The Commission for Air Quality Management (CAQM) on Tuesday said they have collaborated with World Resources Institute (WRI) India to carry out a survey and identify major waste burning hotspots across Delhi and the national capital region (NCR). This, they said, will help drive action at these places.

CAQM scientist Vikas Singh said that burning of municipal solid waste (MSW) is a major cause of high air pollution in Delhi and while its impact on PM2.5 emission is known, the hotspots are still unclear.
“We know the per-capita waste being generated and collected in Delhi, with a gap in where the waste is mostly being burnt. Through this, while we get an estimate for the waste burning and how much emissions are likely being released - we don’t know where this waste is being burnt regularly. The only spot we know where waste burning occurs is landfill sites and for that, we have already made detailed guidelines,” Singh said while speaking at WRI India’s Connect Karo 2025.
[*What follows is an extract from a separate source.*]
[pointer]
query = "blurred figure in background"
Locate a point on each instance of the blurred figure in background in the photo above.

“Municipal solid waste is burning at multiple places in NCR and so the strategy is to first identify these locations. In the long-term, we then need a mitigation plan, which focuses on door-to-door waste collection and where waste is segregated. We have to identify in which mode of processing every waste type can go,” Singh said.
He added that combustion sources, unlike dust, can not only travel long-distances, but also lead to formation of secondary particles. “This means Delhi’s air is not only being polluted by local waste burning, but also by waste being burnt outside Delhi too,” he added.
Sree Kumar Kumaraswamy, program director of Clean Air Action, Sustainable Cities and Transport at WRI India, said WRI India will form teams to first survey four NCR cities and is coordinating with the municipal bodies in Delhi, Faridabad, Ghaziabad and Bhiwadi. “This process should take a year to complete. So by next winter, we will know these spots where waste is set on fire. This will be shared with CAQM,” he said.
Experts at the event also pointed at the need to plug gaps between the waste being generated and that eventually ending up at either Waste-to-Energy (WtE) plants or landfills – saying that segregation is the long-term goal. “There are leakages that happen at different stages and we need to identify where they occur, what kind of waste leaks out and what needs to be done. An ecosystem needs to be built to prevent leakage and institutionalise it,” said Bharati Chaturvedi, founder and director of the waste management NGO Chintan Environmental Research and Action Group.